Sheldon closed his eyes for a moment as he saw the tell-tale blue shimmer on the wall. The door that led to the pool room.
He opened his eyes and walked slowly towards it. The memories of a year earlier came faster this time. As he approached the door, the light from the pool shining through the glass, he saw his hand reaching for the handle as if he was looking through a haze, his clothes different, the sleeve of his jacket navy blue, not the grey suit he was wearing. He had gripped the chrome handle sharply, really just expecting another room, but instead he had seen Alice.
She was in the water, close to the bottom, her arms out, flaccid, distorted as he looked down on her, her hair fanned out. She reminded him instantly of his own daughter. Her hair was the same colour, her build similar. His stomach rolled as he saw that it was someone just like Hannah. Except that Alice was naked.
He opened the door again. The pool was still there. It ran the length of a brick extension, with large windows all around. There was a large tiled area at one end, with a jacuzzi. The pool was tiled in bright white, except for the six numbers that were set out large in dark blue on the bottom. Billy’s winning numbers, his life defined by six balls that rolled out of a machine one Saturday evening. It didn’t look quite as clean though. The jacuzzi was empty and there were some broken tiles along one side of the pool.
The gentle shimmer of the water transfixed Sheldon as he thought once more about Alice.
Alice Kenyon had been a nineteen-year-old economics student, part of a group of young women with high prospects, but like most young people, they wanted to enjoy themselves. Billy Privett’s parties had become the talk of the area, with private security paid to keep out the uninvited. The guests were Billy’s friends, plus any hangers-on that Billy picked up during the evening, along with any pretty young woman who wanted to have free booze and drugs.

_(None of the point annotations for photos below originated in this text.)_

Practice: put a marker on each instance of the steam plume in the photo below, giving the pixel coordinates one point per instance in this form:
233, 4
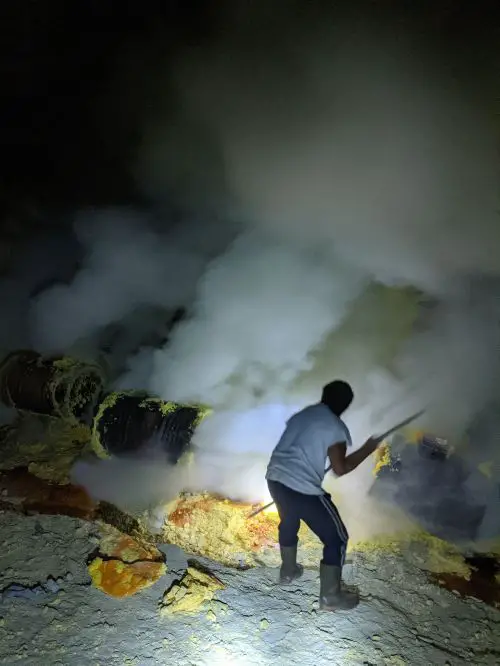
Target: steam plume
354, 164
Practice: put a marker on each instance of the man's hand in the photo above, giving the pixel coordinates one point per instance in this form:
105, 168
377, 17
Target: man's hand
372, 443
343, 464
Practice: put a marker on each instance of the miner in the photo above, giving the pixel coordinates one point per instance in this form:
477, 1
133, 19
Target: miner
295, 475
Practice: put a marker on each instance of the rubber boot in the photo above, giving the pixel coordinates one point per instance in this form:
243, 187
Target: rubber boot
290, 570
331, 596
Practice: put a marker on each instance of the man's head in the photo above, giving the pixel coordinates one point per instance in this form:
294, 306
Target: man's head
337, 395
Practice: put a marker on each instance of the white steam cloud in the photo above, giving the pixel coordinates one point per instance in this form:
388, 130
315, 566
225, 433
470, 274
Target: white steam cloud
351, 164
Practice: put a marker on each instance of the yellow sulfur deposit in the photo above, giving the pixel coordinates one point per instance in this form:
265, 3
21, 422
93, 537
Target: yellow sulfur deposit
187, 595
219, 529
125, 566
382, 457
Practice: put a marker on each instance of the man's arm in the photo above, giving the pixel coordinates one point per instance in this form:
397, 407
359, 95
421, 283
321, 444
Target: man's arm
343, 464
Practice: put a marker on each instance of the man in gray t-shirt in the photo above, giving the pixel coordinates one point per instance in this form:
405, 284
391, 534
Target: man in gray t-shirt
314, 438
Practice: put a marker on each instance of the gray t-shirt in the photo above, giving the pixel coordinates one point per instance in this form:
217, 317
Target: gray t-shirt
301, 456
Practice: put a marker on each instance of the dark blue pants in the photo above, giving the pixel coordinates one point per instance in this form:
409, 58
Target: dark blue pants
318, 512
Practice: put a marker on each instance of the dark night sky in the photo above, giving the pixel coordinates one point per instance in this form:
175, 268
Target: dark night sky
66, 136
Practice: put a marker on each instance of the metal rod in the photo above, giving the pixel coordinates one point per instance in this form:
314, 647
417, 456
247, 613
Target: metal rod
379, 438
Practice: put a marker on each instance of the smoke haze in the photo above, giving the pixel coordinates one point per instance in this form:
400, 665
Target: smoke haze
355, 188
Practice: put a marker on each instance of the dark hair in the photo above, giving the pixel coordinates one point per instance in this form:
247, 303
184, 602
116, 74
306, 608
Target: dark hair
337, 395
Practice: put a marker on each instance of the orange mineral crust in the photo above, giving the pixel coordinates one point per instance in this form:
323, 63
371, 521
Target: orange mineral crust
123, 566
221, 529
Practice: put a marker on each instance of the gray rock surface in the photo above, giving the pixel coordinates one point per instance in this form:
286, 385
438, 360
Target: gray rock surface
403, 619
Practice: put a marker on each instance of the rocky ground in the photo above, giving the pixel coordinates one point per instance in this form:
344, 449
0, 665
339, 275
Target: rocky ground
51, 614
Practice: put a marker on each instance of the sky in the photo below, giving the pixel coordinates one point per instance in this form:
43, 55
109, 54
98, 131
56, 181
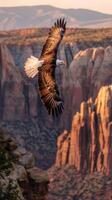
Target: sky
99, 5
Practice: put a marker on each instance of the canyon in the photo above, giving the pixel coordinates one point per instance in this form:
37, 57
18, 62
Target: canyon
77, 146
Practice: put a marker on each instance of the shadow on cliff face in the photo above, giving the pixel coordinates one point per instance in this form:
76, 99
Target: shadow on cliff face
21, 107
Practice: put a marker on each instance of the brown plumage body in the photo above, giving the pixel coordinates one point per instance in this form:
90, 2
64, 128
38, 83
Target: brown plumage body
48, 88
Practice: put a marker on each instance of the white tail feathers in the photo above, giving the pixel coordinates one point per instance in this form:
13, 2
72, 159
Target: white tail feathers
31, 66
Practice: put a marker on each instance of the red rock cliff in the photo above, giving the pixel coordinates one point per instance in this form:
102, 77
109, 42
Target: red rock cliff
88, 145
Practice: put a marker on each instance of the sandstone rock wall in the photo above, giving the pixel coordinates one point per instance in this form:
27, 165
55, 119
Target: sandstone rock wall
20, 179
88, 145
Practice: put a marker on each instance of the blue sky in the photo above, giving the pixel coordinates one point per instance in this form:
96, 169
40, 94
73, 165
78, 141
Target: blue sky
99, 5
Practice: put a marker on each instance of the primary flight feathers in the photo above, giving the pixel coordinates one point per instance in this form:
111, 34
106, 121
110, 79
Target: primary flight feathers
45, 68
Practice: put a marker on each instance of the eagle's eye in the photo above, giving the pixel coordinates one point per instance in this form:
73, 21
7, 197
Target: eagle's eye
62, 31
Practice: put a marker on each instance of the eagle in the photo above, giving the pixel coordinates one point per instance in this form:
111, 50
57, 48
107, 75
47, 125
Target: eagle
44, 67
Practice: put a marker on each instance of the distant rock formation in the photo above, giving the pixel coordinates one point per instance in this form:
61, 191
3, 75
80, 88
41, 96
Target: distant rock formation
20, 179
88, 145
20, 105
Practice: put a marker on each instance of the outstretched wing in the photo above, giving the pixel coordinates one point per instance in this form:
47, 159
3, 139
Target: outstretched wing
46, 77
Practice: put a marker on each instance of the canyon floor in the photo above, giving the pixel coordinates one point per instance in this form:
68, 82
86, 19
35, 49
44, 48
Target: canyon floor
76, 149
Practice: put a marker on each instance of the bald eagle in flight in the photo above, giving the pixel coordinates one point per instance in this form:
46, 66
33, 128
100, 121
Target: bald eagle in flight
45, 67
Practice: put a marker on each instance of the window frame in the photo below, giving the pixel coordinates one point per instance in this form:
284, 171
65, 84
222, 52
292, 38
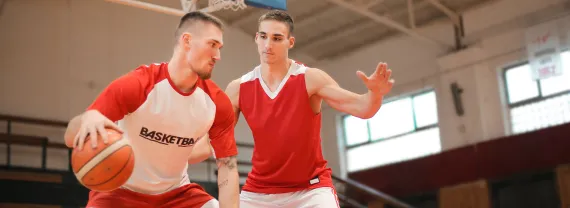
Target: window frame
372, 141
538, 98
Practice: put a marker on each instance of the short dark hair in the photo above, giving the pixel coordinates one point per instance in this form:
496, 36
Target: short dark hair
279, 16
190, 18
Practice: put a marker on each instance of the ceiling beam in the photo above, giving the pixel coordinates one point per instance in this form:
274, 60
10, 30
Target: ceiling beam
349, 29
447, 11
335, 36
150, 7
388, 22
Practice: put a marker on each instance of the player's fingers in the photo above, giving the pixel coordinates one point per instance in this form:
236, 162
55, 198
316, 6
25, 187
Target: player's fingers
110, 124
93, 136
362, 76
388, 74
101, 130
381, 69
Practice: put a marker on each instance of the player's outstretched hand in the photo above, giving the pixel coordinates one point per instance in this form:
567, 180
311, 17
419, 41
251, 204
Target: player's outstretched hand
379, 81
93, 123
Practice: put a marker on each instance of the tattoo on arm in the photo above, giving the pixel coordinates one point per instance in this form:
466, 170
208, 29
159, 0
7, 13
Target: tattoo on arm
230, 162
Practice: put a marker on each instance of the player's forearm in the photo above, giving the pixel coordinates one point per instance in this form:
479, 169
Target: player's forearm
360, 105
72, 129
370, 103
201, 151
228, 182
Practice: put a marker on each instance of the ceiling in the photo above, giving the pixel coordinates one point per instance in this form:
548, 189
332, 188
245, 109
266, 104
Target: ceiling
329, 28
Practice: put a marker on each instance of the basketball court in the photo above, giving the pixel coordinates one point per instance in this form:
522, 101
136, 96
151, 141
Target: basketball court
468, 72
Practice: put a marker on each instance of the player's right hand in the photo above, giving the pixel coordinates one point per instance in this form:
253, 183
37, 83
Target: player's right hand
93, 123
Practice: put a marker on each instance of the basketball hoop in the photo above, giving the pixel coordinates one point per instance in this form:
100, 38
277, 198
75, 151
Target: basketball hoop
216, 5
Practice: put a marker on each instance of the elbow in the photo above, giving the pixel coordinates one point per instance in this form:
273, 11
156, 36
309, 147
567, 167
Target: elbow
366, 114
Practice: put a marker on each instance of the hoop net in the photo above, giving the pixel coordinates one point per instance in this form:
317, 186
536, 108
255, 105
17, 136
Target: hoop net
234, 5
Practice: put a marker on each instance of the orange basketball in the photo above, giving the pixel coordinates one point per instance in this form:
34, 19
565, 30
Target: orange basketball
106, 167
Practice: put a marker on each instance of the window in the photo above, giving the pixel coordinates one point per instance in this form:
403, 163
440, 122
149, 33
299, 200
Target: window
538, 104
403, 129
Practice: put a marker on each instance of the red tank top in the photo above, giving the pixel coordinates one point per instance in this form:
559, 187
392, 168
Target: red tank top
287, 154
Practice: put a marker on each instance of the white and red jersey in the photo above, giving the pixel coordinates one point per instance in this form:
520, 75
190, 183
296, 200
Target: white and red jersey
287, 154
163, 124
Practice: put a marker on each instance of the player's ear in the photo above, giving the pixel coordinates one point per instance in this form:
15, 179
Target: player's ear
185, 39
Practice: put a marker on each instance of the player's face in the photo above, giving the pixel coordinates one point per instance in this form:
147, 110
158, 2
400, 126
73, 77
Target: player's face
205, 50
273, 41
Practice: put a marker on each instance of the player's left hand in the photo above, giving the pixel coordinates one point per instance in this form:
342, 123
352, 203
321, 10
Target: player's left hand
379, 81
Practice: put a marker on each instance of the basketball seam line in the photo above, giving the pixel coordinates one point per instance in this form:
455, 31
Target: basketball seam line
100, 157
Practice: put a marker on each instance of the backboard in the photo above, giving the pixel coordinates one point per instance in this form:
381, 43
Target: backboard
216, 5
268, 4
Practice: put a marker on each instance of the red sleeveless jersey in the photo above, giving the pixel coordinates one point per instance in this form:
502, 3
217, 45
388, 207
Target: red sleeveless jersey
287, 154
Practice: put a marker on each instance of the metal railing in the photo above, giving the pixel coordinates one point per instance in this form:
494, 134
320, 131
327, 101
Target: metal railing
9, 139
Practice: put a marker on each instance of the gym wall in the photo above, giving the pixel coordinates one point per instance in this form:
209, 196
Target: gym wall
494, 33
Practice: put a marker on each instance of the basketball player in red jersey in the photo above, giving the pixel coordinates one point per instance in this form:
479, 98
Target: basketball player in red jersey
281, 102
164, 110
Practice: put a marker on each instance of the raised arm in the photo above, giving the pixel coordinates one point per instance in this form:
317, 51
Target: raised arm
360, 105
225, 150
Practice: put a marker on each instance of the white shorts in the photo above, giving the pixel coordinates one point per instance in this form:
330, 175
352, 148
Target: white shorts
324, 197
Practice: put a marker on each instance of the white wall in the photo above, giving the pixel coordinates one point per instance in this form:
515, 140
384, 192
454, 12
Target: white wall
495, 34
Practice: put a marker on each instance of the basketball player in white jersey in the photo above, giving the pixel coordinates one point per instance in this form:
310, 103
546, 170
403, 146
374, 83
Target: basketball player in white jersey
164, 109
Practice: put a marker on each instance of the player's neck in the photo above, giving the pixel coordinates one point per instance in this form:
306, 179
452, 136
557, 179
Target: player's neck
183, 77
275, 72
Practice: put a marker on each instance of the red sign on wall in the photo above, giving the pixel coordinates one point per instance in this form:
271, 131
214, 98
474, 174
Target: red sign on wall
543, 48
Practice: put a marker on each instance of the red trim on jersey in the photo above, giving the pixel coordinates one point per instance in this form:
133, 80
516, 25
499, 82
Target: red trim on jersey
335, 197
125, 94
174, 85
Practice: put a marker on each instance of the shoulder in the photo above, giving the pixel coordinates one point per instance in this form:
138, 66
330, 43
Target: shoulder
214, 92
248, 77
233, 87
316, 79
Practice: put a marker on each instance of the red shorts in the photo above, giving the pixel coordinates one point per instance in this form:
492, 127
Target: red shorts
188, 196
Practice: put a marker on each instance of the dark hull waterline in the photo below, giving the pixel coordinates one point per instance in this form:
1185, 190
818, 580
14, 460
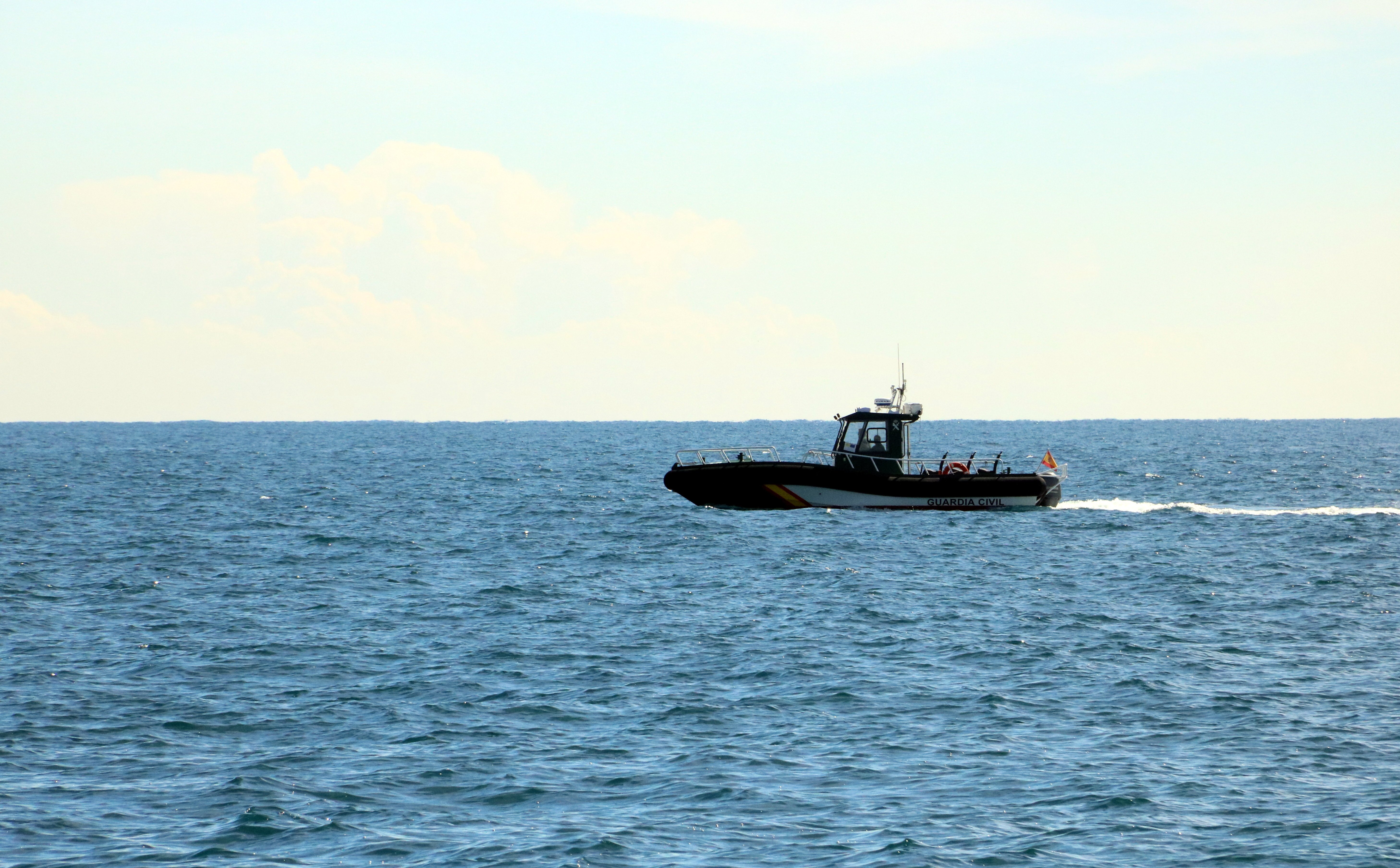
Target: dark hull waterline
786, 485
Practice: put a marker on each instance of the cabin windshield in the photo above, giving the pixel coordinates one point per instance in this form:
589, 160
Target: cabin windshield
883, 437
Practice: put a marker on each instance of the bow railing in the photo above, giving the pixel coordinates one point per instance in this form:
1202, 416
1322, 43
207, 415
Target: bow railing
726, 456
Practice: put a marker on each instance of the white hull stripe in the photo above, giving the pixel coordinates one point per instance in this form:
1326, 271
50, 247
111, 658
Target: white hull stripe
836, 498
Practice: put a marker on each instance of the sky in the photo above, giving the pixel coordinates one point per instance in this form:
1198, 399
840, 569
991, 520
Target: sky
699, 209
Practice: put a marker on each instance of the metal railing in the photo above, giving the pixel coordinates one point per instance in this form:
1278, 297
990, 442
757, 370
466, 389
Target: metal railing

The rumours quickly became legends, with nude pool parties, orgies in the bedrooms, and drunken stock car races in the back garden. The police were called often in relation to noise; mainly from the cars he raced and crashed in the field he owned at the back. Sheldon once heard about a young female officer who went to the house because of a noise complaint, and when she walked into the pool room, she was the only person wearing clothes. It was only her pepper spray and baton that kept it that way.
Then one night changed everything.
Someone had called the police anonymously, said that something had gone wrong at the party. Sheldon went with a young cadet. The house had been insecure; the gate unlocked, the front door open, and when they’d crept through the house, it had been deserted. There had been a clean-up though. The dishwasher had been full of glasses, and if there had been DNA on them to establish who was there, it evaporated with the steam that rushed for the ceiling as Sheldon opened it to check.
And in the pool, there had been Alice, her body just brushing the numbers etched into the tiles.